In 1926 15,111 students enrolled, including 2305 women; the Mariano Moreno national college, in the federal capital, had the largest number of members (1874), while the Trelew college in Patagonia had the least number (47). Each pupil in 1926 cost $ 583.48.
In the national colleges not annexed to the universities, 1972 professors taught, who attended about 92% of the lessons.
Normal education is given in normal schools and is divided into courses for tutors (2 years), teachers (4 years) and professors (7 years). The first qualification qualifies to teach in rural schools, the second applies to elementary schools of all kinds, and the third also gives the faculty to become a teacher or director of a normal school.
There are 86 normal schools, of which 11 in the capital and 22 in the province of Buenos Aires.

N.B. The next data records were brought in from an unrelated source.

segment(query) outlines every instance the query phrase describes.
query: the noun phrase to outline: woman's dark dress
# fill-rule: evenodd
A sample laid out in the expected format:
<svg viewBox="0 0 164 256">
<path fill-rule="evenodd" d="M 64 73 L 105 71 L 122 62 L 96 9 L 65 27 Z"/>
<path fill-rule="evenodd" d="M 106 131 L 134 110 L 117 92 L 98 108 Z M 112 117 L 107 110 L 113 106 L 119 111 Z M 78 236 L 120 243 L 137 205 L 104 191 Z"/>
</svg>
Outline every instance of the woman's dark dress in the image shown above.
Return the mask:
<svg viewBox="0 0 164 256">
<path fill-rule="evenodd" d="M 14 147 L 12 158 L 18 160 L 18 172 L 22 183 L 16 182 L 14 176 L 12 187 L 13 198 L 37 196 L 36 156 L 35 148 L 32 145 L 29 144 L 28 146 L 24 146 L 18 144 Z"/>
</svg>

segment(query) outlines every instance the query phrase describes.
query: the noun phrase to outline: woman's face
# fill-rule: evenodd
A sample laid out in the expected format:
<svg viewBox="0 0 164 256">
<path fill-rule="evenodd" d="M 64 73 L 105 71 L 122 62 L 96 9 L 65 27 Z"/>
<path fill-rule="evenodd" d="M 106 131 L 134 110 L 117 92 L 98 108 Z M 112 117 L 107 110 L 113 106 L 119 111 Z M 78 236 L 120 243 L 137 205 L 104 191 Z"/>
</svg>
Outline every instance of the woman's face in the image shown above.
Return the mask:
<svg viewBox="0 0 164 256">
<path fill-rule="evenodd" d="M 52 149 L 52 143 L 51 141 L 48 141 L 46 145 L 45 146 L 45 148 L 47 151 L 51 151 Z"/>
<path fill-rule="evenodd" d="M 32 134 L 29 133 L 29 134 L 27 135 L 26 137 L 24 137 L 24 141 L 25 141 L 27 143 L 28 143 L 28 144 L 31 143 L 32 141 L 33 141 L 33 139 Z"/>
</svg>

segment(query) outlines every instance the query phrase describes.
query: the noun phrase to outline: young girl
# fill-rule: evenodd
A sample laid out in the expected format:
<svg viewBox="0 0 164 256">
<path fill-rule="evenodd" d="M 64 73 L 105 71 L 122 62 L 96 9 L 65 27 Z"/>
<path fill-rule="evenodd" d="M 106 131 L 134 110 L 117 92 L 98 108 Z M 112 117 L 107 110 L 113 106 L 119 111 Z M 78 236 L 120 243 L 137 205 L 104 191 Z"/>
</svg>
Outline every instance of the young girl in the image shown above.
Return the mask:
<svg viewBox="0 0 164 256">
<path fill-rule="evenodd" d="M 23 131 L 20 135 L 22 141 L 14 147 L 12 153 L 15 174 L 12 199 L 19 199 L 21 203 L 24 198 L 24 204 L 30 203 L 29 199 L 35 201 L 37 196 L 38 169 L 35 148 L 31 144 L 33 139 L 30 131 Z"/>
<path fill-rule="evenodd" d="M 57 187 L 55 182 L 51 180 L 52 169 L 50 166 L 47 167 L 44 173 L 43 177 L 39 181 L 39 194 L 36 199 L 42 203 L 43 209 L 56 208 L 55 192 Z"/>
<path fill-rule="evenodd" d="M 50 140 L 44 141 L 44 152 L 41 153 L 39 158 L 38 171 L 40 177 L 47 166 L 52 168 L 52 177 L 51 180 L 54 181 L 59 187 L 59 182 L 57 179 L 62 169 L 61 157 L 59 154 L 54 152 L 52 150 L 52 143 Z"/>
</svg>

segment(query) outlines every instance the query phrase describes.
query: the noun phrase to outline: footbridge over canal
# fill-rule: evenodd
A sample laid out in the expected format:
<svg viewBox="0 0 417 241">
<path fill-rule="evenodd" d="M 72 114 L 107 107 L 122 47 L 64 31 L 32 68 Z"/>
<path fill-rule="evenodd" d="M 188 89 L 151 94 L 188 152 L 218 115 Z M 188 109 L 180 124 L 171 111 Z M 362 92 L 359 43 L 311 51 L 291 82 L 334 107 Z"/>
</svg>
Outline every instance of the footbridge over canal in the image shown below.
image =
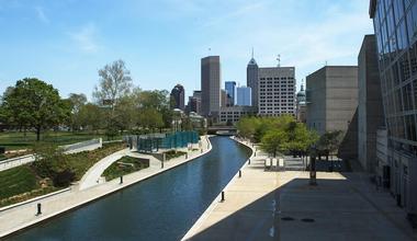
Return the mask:
<svg viewBox="0 0 417 241">
<path fill-rule="evenodd" d="M 237 133 L 235 126 L 208 126 L 208 135 L 218 135 L 218 136 L 233 136 Z"/>
</svg>

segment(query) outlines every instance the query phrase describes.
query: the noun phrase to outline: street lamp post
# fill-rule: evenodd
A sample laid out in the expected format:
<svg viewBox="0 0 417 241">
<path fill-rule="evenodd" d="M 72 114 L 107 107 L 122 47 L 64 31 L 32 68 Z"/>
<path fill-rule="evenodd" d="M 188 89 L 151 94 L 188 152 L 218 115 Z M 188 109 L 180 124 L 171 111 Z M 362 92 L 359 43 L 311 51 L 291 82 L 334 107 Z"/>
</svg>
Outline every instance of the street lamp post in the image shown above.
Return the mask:
<svg viewBox="0 0 417 241">
<path fill-rule="evenodd" d="M 313 146 L 311 149 L 311 154 L 309 154 L 309 185 L 311 186 L 317 185 L 316 157 L 317 157 L 317 149 L 316 149 L 316 146 Z"/>
</svg>

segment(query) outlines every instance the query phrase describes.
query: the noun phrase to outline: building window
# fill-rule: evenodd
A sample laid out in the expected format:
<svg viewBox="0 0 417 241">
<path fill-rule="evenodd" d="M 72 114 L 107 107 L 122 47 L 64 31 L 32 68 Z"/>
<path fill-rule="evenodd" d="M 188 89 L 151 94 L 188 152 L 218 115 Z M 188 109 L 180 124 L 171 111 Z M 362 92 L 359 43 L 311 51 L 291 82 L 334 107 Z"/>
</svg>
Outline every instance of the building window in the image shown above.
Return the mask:
<svg viewBox="0 0 417 241">
<path fill-rule="evenodd" d="M 406 115 L 405 116 L 405 125 L 407 129 L 407 139 L 417 141 L 416 137 L 416 122 L 414 119 L 414 115 Z"/>
</svg>

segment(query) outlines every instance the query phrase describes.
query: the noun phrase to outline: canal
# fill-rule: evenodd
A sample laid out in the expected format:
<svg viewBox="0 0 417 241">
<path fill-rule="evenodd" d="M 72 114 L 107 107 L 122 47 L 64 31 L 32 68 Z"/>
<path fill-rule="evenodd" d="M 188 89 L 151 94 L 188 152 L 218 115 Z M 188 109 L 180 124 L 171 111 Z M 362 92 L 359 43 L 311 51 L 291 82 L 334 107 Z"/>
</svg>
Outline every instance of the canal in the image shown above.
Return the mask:
<svg viewBox="0 0 417 241">
<path fill-rule="evenodd" d="M 187 164 L 27 229 L 11 240 L 179 240 L 250 156 L 227 137 Z"/>
</svg>

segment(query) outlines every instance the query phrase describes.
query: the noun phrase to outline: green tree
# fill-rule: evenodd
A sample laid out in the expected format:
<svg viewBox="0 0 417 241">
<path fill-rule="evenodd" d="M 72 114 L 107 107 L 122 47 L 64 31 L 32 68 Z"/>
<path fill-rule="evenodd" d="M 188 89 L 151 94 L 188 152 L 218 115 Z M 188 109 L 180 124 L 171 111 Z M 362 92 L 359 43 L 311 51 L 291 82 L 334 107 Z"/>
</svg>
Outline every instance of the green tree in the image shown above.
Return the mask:
<svg viewBox="0 0 417 241">
<path fill-rule="evenodd" d="M 162 126 L 169 128 L 172 123 L 172 110 L 170 108 L 170 95 L 166 90 L 142 91 L 138 94 L 139 111 L 155 110 L 161 114 Z M 143 122 L 140 122 L 143 123 Z"/>
<path fill-rule="evenodd" d="M 244 117 L 236 123 L 236 128 L 239 131 L 239 136 L 244 138 L 252 139 L 258 126 L 258 118 Z"/>
<path fill-rule="evenodd" d="M 110 108 L 106 112 L 106 134 L 112 137 L 116 131 L 116 106 L 119 102 L 132 91 L 131 72 L 123 60 L 105 65 L 99 70 L 100 82 L 95 87 L 93 97 L 98 103 Z"/>
<path fill-rule="evenodd" d="M 162 115 L 153 107 L 143 108 L 139 113 L 139 126 L 150 131 L 160 128 L 164 126 Z"/>
<path fill-rule="evenodd" d="M 92 103 L 87 103 L 81 106 L 78 113 L 78 118 L 83 128 L 92 131 L 98 131 L 100 128 L 104 127 L 105 124 L 104 110 Z"/>
<path fill-rule="evenodd" d="M 57 126 L 70 116 L 69 103 L 60 99 L 58 90 L 35 78 L 19 80 L 9 89 L 1 108 L 8 124 L 35 128 L 37 141 L 43 129 Z"/>
<path fill-rule="evenodd" d="M 284 149 L 288 136 L 282 130 L 268 131 L 261 139 L 261 149 L 273 157 Z"/>
<path fill-rule="evenodd" d="M 86 94 L 70 93 L 68 101 L 71 103 L 71 119 L 70 125 L 72 130 L 79 130 L 81 127 L 80 111 L 81 107 L 87 103 Z"/>
</svg>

Of these 10 are for professors, 13 for tutors, the remainder for teachers. Normal schools during 1926 enrolled 13,402 pupils, each costing $ 958.44. 2115 professors taught you.
Attached to the normal schools are elementary training schools, which in 1926 were attended by 29,867 children, assisted by 1283 teachers. Fourteen normal schools have kindergartens, attended by 1362 children, assisted by 52 teachers.
The diplomas issued by normal schools, from 1874 to 1926, were 50,188. In 1926 3174 people obtained the master’s degree, 114 that of professor and 144 that of tutor.
The main institutions of the Argentine school system that impart special education are indicated in the following table, the data of which refer to the year 1926.
Private teaching. – A law of 1878 grants official recognition to private teaching, provided that it is given in accordance with certain provisions concerning the program of studies, exams, professors, hygiene, teaching materials, etc.
The following table gives the figures about the private institutions matched.